The high reading of the ISM services index does not mean activity has hit a multidecade high, but rather points to the pace of the recovery in the services sector between the months of February and March.
The data shows services businesses are coming back after being dealt blows by the work-from-home and social distancing guidelines that arose from the COVID-19 pandemic.
Still, investors are seeing signs that the labor market and the U.S. economy is gaining steam. On Friday, the March employment report showed job gains of 916,000, well above the forecasts of economists.

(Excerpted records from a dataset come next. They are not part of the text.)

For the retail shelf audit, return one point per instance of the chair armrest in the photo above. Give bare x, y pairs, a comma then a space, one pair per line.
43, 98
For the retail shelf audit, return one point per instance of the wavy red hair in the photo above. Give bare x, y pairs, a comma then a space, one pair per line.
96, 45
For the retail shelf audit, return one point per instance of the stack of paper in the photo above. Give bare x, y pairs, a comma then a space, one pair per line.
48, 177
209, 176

Yet traders appeared to shrug off the positive economic data, which had been mostly anticipated. Some analysts argued that traders may have baked in too many rate hikes ahead of schedule.
Market participants are pricing in expectations for the Federal Reserve to lift rates by the end of 2022. But the majority of Fed officials don’t see a benchmark interest rate increase until after 2023, based on the Fed’s so-called dot plot.
What did market participants say?
“In the end when you look at it, vaccines are driving activity in the United States versus certain other parts of the world. We’re seeing it in the recent ISM and jobs data,” said Gregory Faranello, head of U.S. rates at AmeriVet Securities, in an interview.
Faranello noted long end rates still have room to move higher should the economy continue to reopen more broadly in the coming months. On the shorter end, however, investors may be overestimating rate increase bets given the Fed’s focus on their new definition of full employment and letting inflation run above 2% for some time.